We also present the latest developments in our agentic research by displaying prototypes enabled by Google Gemini’s natural multimodal capabilities.

Google Gemini API: Gemini 2.0 Flash

Google Gemini API builds on the popularity that was 1.5 Flash, our most well-loved model for developers yet, and comes with improved performance, at the same speed of response. Google Gemini API even outperforms 1.5 Pro in key tests, by doubling the speed. Google Gemini API also comes with the ability to use new features. Alongside support for multimodal inputs such as images or audio, as well as video, Google Gemini API now supports multimodal output, such as natively created pictures mixed with text, and the ability to steer text-to-speech (TTS) with multilingual sound. The software can also call native applications such as Google Search, code execution, and third-party functions that are defined by users.

We aim to put our products into users’ hands quickly and safely. In the last month, we’ve shared the early versions of Google Gemini 2.0, receiving excellent feedback from the designers.

Google Gemini API is available currently as an experimental model for developers through the Google Gemini API that is available through Google AI Studio, as well as Vertex AI. It includes multimodal input and text output that is available to every developer. Text-to-speech, as well as native image generation, is accessible for early access customers. It will be made available to the general public on January 1st and will include larger models.

For developers to build more innovative and interactive apps, we’re launching the new Google Gemini API that includes live-streaming audio in real-time, video streaming input, and the capability to utilize several tools. Additional information on Google Gemini API and the Multimodal Live API is available on our Developer Blog.

Google Gemini in the Gemini App

As of today, Google Gemini users around the world can use an optimized chat version 2.0 Flash experimental by selecting the appropriate model for mobile and desktop web, and also on the Google Gemini mobile application soon. This new version of the model means customers will be able to experience more efficient Google Gemini assistance.

In the coming year, we’ll be expanding Google Gemini 2.0 to include more Google products.

Google Gemini: Unlocking Agent-Based Experiences

Google Gemini API unlocks agent-based experiences that allow for multimodal reasoning, lengthy contextual understanding, complicated instructional following, and planning functions. These improvements compose the foundation of a brand-new category of agent-based experiences that are powered by Google Gemini.

Practical application for AI agents is an exciting study area with a lot of fascinating potential. We’re exploring this new frontier through a set of prototyping tools which can assist people in completing the tasks they need. This includes an upgrade to Project Astra, our research prototype to explore the potential of a global AI assistant, and the brand’s newly launched Project Mariner, which explores the future of human-agent interactions starting with your browser.

Google Gemini: Project Astra & Project Mariner

Project Astra, built with Google Gemini API, has improved dialogue capabilities, now allowing it to talk in a variety of languages and accents.
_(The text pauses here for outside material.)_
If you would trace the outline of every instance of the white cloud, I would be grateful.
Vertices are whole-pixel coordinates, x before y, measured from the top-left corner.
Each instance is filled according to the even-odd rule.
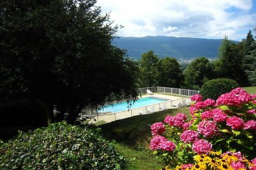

The new tool uses Google Gemini API to incorporate Google Search, Lens, and Maps, making it more valuable as an assistant in daily routines.

Increased memory and reduced latency allow agents using Google Gemini to comprehend speech at near-human conversation speed, which is an essential part of Project Astra’s performance. Project Mariner, which integrates Google Gemini API, demonstrates the ability to navigate and interact with web-based tasks via an experimental Chrome extension.

Google Gemini API for Developers

The next step is to explore how AI agents can help developers using Google Gemini API. Jules, an experiment AI-powered code editor, is designed to integrate directly with GitHub workflows, allowing developers to streamline their coding processes using Google Gemini technology.

Google Gemini in Gaming and Other Areas

Google Gemini API extends beyond traditional applications into gaming, where it enhances AI’s ability to understand game rules and interact with virtual environments. By partnering with prominent game makers like Supercell, we’re testing Google Gemini’s capacity to assist in complex games like “Clash of Clans” and “Hay Day.”

Moreover, Google Gemini API is set to aid in robotics, where its spatial thinking capabilities will enable real-world applications for AI agents in the physical world.

Responsible Building with Google Gemini API

As we develop these groundbreaking technologies with Google Gemini API, we remain committed to responsibility and safety. Our exploration of AI capabilities through Project Astra and Project Mariner ensures that Google Gemini API models prioritize user security, particularly through continuous testing and ethical research practices.

In conclusion, Google Gemini API and the research prototypes launched today mark a new era in AI, offering exciting possibilities for developers, businesses, and users alike. We’re thrilled to continue exploring the potential of Google Gemini as we push toward AGI and innovative human-agent collaborations.